Richmond City Council is expected to approve more than $600,000 in grants on Monday evening for preschool programs run by several organizations in the city, utilizing funding from the American Rescue Plan Act. The funds will primarily help preschool centers hire and retain staff, as well as open additional preschool classrooms.
Grant recipients include: the Fulton Montessori School, Greater Richmond SCAN, St. James’s Children’s Center, Friends Association for Children Endowment Fund Inc., the YWCA Richmond and the YMCA of Greater Richmond.
The YMCA of Greater Richmond will also open two new full-day preschool centers on Richmond’s Southside with the grant funds — one at the Life Church RVA and another at Liberation Church. Registration for these programs is currently open, with a start date of Aug. 29.
“We recognize that working families need that full-day care,” said Eva Colen, senior policy advisor and manager of Richmond’s Office of Children and Families.
The YMCA will also run two preschool after-care programs at Summer Hill Preschool and Mary Scott Preschool next year, funded by the Robins Foundation. This is the first year that the YMCA will provide aftercare at these locations, according to Betsy Peters, senior vice president of youth development at the YMCA of Greater Richmond.
The city is planning to use additional ARPA dollars to match grant funding for aftercare at those two preschools, according to Colen. And Richmond Public Schools will use some of its own COVID-19 relief funds to pay for preschool aftercare at Blackwell Preschool, Martin Luther King, Jr. Preschool and Maymont Preschool.
Last year, RPS preschool programs ended at 2:45 p.m., and this year they’re proposing ending the programs an hour earlier at 1:45 p.m. A vote on the change in hours is expected at the next school board meeting, which is set for Aug. 1.

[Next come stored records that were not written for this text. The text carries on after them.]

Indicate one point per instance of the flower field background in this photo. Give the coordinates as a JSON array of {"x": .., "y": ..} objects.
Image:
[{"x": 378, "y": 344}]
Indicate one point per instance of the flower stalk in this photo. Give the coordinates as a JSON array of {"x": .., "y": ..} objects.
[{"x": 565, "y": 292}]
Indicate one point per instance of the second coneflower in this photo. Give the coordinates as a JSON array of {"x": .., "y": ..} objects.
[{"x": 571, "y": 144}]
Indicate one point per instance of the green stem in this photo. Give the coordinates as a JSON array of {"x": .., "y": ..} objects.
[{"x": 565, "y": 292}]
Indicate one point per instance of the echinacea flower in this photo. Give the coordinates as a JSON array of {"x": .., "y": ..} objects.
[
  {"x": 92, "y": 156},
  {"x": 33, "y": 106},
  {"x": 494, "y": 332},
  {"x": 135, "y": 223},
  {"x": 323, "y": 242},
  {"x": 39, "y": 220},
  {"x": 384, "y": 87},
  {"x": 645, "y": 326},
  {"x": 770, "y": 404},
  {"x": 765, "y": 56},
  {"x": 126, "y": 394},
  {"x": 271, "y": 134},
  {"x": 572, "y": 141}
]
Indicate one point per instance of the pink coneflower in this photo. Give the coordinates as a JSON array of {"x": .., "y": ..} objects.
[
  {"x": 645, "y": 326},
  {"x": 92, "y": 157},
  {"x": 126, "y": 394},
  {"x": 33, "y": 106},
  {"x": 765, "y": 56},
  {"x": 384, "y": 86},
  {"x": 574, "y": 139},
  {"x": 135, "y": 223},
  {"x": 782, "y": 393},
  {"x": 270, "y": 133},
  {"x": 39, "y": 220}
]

Either way, Colen said that schedule poses a challenge for working parents. It’s a perspective she’s heard from the community in recent years, and it’s why the city has decided to use COVID-19 relief funds to help pay for aftercare until 6 p.m.
“That's something that came out a lot, is that families — despite eligibility — may or may not choose RPS [for preschool] … and the hours are part of that,” Colen said. “I don't know how working families can just pop out in the middle of the afternoon to pick up kids; that boggles my mind.”
Nationally, there’s a growing shortage of after-care options for children. According to a report from the Afterschool Alliance, “for every child in an after-school program, three are waiting to get in.”
As a result, Richmond isn’t the only city using federal COVID-19 stimulus dollars to beef up summer and after-school programming for youth; about one-third of districts across the country are spending a significant portion of these dollars on after-school programming, according to Phyllis Jordan, associate director for FutureEd, a think tank at Georgetown University’s McCourt School of Public Policy.
“It’s one of the top categories if we looked at [relief spending on] academic recovery,” Jordan said, with spending on after-school programming a close second behind summer-school programming. Richmond Public Schools also has spent $1 million on summer-school programs, according to an audit of COVID-19 relief spending presented Monday.
“I think a lot of what's driving this is the realization that kids need more time on task, they lost out a lot of time in remote learning, they lost a lot of structure. By providing this after-school program, you're not only providing parents some childcare … you're providing more structure to the student and more time for learning,” Jordan said.
Sustaining after-care funding
Richmond school board members recognized the significance of after-care programs in public education at Monday’s meeting.
“It’s especially important that we complete audits and trim fat, and make sure that our money is funding our most critical needs. And I see that after-school care is one of those critical needs,” said board member Stephanie Rizzi. “We need to go through and carefully look at how we're spending money before that federal money runs out.”
Colen said funding for aftercare is an important part of a study the city is doing to understand the true cost of providing universal pre-K in the city. The city has contracted with the group Children’s Funding Project to look at the issue and is scheduled to report back next year.
“One of the cost drivers that we're asking them to look at is that gap closure time,” Colen said. “To say: from 1:45 or 2:45 until 6 p.m., how much would that cost for us to provide on the city’s side to cover the revenue gap to provide care?”
She recognized that RPS will face a fiscal cliff for three of its preschool after-care sites when the district’s COVID-19 funds run out; localities must use those funds by September 2024.
“So, if [RPS] can't afford to do that long-term or offer [preschool aftercare] for free to families, we want to make sure we're considering that as a possible cost driver,” Colen said.
Jordan, who has looked at how Richmond plans to spend its most recent round of COVID-19 relief funds, was impressed with the school district’s focus on literacy initiatives in a plan the district submitted to the Virginia Department of Education last summer.
She said the combination of after-school programming and its focus on literacy will hopefully help improve literacy rates; more than 60% of the district’s students in kindergarten through second grade were reading below grade level in the 2020-21 school year.
“This is a chance to prove what they can do with the right resources,” Jordan said. “And if they can prove that and do it right, it's easier to make a case for more money in the future.”